Política

Bolivia: división o integración

La Constitución es el último recurso al que las personas apelan cuando se sienten atropelladas. Es la norma que da sentido al “vivir en sociedad” y establece límites entre la barbarie colectiva y el respeto individual.

Editorial
Proponer una reforma constitucional sin tener la mayoría legal es, de por sí, un acto de irresponsabilidad institucional. Es una forma de coaccionar a los actores políticos y embarcarlos en un experimento riesgoso que quiebra la legitimidad democrática y desprestigia cualquier fórmula gubernamental.

El poder en democracia es para ejercerlo, pero ejercerlo desde la legalidad. Respetando las reglas que fueron aceptadas por todos y que constituyen la base de la convivencia en libertad. La Constitución es el último recurso al que las personas apelan cuando se sienten atropelladas o ven resentidos sus derechos básicos. Es la norma que da sentido al “vivir en sociedad” y establece límites entre la barbarie colectiva y el respeto individual.

Un verdadero golpe de Estado

Lo que está ocurriendo en Bolivia fue denunciado aquí como un golpe de mano institucional. Como un golpe de estado disfrazado por un intento de reforma constitucional. Una reforma aplaudida por el elenco oficial pero repudiada por la oposición y varias jurisdicciones de tipo regional. Puntualmente cinco de las nueve regiones que hacen al mapa nacional (los departamentos de Santa Cruz, Tarija, Pando, Chuquisaca y Beni).

A ello debe sumarse el procedimiento auspiciado por el gobierno para votar la Carta.

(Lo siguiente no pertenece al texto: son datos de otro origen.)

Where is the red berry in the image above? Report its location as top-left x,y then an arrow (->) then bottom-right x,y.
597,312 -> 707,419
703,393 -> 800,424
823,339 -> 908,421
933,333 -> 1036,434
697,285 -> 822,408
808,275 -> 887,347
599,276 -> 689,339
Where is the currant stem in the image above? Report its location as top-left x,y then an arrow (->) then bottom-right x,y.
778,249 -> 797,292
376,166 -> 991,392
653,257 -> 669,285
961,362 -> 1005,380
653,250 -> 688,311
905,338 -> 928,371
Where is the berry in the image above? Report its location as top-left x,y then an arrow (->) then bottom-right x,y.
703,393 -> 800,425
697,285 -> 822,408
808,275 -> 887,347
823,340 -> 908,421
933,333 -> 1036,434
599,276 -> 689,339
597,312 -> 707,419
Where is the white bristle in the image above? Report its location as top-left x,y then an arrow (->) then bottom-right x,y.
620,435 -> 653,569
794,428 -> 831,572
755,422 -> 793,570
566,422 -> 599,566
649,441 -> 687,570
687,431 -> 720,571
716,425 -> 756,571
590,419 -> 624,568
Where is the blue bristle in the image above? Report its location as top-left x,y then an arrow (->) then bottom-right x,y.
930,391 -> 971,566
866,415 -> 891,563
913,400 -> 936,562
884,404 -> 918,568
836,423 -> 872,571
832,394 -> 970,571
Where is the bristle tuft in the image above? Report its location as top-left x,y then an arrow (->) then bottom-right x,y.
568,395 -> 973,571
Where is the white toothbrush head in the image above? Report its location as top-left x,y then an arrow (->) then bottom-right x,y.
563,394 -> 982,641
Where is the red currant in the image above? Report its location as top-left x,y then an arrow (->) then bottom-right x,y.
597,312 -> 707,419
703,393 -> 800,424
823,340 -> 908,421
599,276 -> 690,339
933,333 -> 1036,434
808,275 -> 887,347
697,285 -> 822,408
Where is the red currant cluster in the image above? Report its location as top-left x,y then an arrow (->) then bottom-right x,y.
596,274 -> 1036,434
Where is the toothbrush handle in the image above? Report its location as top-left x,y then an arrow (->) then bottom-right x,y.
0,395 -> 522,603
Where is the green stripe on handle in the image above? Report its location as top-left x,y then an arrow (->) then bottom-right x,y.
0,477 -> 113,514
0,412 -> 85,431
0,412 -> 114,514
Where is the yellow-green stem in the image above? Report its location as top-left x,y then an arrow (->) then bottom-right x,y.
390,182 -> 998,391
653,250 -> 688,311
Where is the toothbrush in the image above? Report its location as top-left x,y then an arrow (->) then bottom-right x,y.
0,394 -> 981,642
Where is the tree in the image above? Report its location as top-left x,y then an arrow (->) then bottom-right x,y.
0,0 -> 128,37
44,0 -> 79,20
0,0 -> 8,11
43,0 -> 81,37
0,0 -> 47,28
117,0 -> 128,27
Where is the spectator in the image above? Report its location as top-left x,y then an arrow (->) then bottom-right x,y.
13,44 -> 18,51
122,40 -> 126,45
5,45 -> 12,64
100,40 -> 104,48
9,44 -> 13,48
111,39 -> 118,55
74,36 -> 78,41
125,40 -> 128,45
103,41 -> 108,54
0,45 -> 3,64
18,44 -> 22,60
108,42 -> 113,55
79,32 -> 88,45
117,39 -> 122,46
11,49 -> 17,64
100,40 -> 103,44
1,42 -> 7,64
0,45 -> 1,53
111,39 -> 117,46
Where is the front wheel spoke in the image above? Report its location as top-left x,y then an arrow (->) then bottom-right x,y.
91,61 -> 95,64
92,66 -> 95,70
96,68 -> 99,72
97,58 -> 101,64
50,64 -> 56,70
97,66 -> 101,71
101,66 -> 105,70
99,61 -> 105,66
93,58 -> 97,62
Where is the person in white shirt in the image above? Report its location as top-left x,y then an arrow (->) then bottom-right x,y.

A escondidas, sumergidos en un cuartel y aislados de la protesta general. El cuadro no se sostiene sin un alto costo de divisionismo político y social. Sin la resistencia de los sectores medios que ven en este pronunciamiento un intento de centralidad (del poder por supuesto).

El nudo de la cuestión puede sintetizarse de la siguiente manera: una constitución no puede surgir del sólo caldo oficial, puesto que no sólo regirá al gobierno, sino a la convivencia en general. Su sanción tiene que ser meticulosa si quiere preservar su legitimidad. Su discusión exhaustiva y su proclamación producto del acuerdo. Sino sucederá lo que pasa en muchos países de la región: habrá constitución, pero una constitución olvidada y vulnerada por la realidad.

Las fuerzas civiles se han comportado con prudencia e intentando frenar esta agresión. Han llamado a una resistencia civil y a retomar la costumbre de la negociación. Lo que suceda en las próximas horas reflejará hasta qué punto prevalecerá en Bolivia el deseo de unión o los más desafortunados planteos de división.